Cybersecurity researchers have uncovered an active phishing campaign targeting a broad range of sectors in Russia, using malicious email attachments to deliver the Phantom Stealer malware. The operation, dubbed ‘Operation MoneyMount-ISO,’ by Seqrite Labs, mainly targets finance and accounting organizations, with procurement, legal, and payroll departments also affected.
The campaign uses fake payment confirmation emails that impersonate legitimate financial communications. Victims are prompted to review a supposed bank transfer by opening a ZIP attachment, which in reality contains a malicious ISO file. The ISO then executes Phantom Stealer via an embedded DLL file.
Phantom Stealer is capable of harvesting sensitive data from cryptocurrency wallets, browsers, and desktop applications, including passwords, cookies, credit card details, Discord tokens, and files. The malware also logs keystrokes, monitors clipboard activity, and performs checks to evade sandbox or virtualized environments. Stolen data is exfiltrated through Telegram bots, Discord webhooks, or FTP servers controlled by the attackers.
Seqrite Labs also reported related phishing activity targeting Russian human resources and payroll teams, delivering a previously undocumented implant called DUPERUNNER, which deploys the open-source AdaptixC2 framework. The campaign, known as DupeHike and attributed to the threat cluster UNG0902, uses deceptive ZIP and LNK files to download malware via PowerShell, inject it into legitimate Windows processes, and display decoy documents.

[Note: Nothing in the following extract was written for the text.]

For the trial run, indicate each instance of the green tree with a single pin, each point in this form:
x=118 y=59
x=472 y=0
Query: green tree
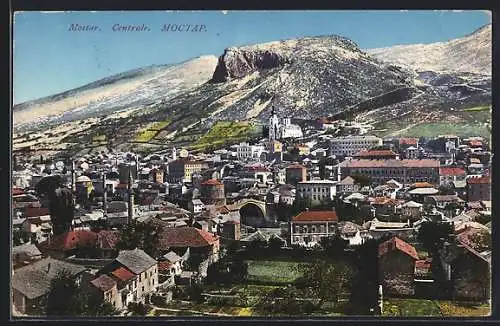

Earlier this year, French cybersecurity company Intrinsec reported that Russia’s aerospace sector was targeted by hacktivists aligned with Ukrainian interests targeted. The activity overlaps with known intrusion sets such as Hive0117, Operation CargoTalon, and Rainbow Hyena, and included phishing campaigns using IPFS- and Vercel-hosted pages to steal Microsoft Outlook and Bureau 1440 credentials. The campaigns focused on organizations cooperating with the Russian military amid the Ukraine war and Western sanctions.